• (cs) in reply to SchizoDuckie
    SchizoDuckie:
    It seems that this initrodeglobal.com is a major WTF-source. This is at least the third reference to that company on thedailywtf:

    http://thedailywtf.com/Articles/Leave-That-One-Alone.aspx http://thedailywtf.com/Articles/Some-one-is-trying-to-Hack-the-Site.aspx

    And the site says

    initrodeglobal.com:
    Temporarily Closed for Maintenance

    Come back soon. -- Alex P

    Is it some kind of conspiracy?

    Registrant: Inedo, LLC 44 Front St 2nd Floor Berea, Ohio 44017 United States

    Registered through: GoDaddy.com, Inc. (http://www.godaddy.com) Domain Name: INITRODEGLOBAL.COM Created on: 20-Nov-07 Expires on: 20-Nov-08 Last Updated on: 20-Nov-07

    Administrative Contact: Papadimoulis, Alex [email protected] Inedo, LLC 44 Front St 2nd Floor Berea, Ohio 44017 United States (440) 243-6737 Fax --

    Technical Contact: Papadimoulis, Alex [email protected] Inedo, LLC 44 Front St 2nd Floor Berea, Ohio 44017 United States (440) 243-6737 Fax --

    Domain servers in listed order: NS27.DOMAINCONTROL.COM NS28.DOMAINCONTROL.COM

  • You're all missing the point (unregistered)

    This code is great!
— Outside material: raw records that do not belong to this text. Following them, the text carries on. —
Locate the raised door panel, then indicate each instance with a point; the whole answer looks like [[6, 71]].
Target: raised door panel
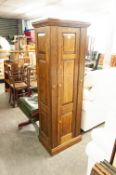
[[68, 40], [43, 48]]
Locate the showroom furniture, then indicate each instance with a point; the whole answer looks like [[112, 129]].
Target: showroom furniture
[[99, 92], [103, 138], [61, 48], [19, 82]]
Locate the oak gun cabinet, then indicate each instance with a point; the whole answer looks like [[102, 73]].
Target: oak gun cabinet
[[60, 52]]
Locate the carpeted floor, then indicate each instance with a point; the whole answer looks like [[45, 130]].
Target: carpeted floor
[[21, 153]]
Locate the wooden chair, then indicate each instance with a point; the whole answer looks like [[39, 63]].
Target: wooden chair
[[19, 83]]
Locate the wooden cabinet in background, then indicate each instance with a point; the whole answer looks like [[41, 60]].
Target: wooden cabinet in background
[[61, 46]]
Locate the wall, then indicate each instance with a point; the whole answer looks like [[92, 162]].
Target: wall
[[10, 27]]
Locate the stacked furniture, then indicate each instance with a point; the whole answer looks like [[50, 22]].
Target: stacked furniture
[[61, 48]]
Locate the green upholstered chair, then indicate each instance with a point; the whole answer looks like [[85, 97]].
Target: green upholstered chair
[[29, 105]]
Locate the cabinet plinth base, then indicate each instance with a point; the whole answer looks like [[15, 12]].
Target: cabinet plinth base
[[59, 148]]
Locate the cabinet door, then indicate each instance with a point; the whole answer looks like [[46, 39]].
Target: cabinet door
[[68, 49], [43, 47]]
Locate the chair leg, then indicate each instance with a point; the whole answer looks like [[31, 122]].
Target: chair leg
[[14, 98], [10, 96]]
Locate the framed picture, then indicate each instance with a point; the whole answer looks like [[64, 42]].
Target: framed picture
[[113, 156]]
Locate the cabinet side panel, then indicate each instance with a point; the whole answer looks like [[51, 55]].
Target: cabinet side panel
[[67, 80], [43, 53], [83, 45]]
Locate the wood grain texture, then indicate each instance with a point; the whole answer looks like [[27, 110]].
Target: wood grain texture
[[60, 56]]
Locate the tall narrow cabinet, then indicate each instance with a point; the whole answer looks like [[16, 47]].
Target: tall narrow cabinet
[[60, 52]]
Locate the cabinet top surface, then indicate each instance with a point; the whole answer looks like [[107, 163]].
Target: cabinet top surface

Centre of the column, 11 lines down.

    Yummy

  • Paranoid (unregistered) in reply to Philip Hofstetter
    Philip Hofstetter:
    the thing I like the most is the blatant security hole:

    that file handle points to a remote URL fopen()ed earlier. So this code basically takes some remote content and feeds it into eval().

    How nice of this coder to give their remote service a shell access to his server :-)

    Philip

    Why do you think this script was obfuscated in the first place? Seriously, it's a contact us form, but if I had to bet, the coder "accidentally" included that security hole on purpose and the rest of this drivel was to obfuscate that fact.

  • (cs) in reply to Jeroen Brattinga
    Jeroen Brattinga:
    Sh!t, we've been hacked. All our sensitive R&D data, customer credit and bank records have been stolen. Fortunately one part was uncompromised: the 'Contact Us'-form.

    Lol!!! ;-)

  • intrinsic (unregistered)

    LOL, this is typical behavour from anything claiming to "Encrypt" or "Protect" or "Obfuscate" PHP.

    There was an article in 2600 a few issues back, I believe the title was something along the lines of "Friends don't let friends use obfuscators" that one actually made it a 3 step process ;o)

    Gotta love them feeding remote page contents to eval though...

  • Nuker (unregistered)

    Looks it was just ran through and obsfucation utility. Or maybe someone really went through that much work. Sure hope it felt worth their time.

  • julian (unregistered) in reply to bsander

    exactly!!! 1|3 lmao!

  • dark (unregistered)

    While doing security for a hosting service provider, I found a lot of "direct mailer" scripts laying around -- the result of compromised phpBB forums and the like.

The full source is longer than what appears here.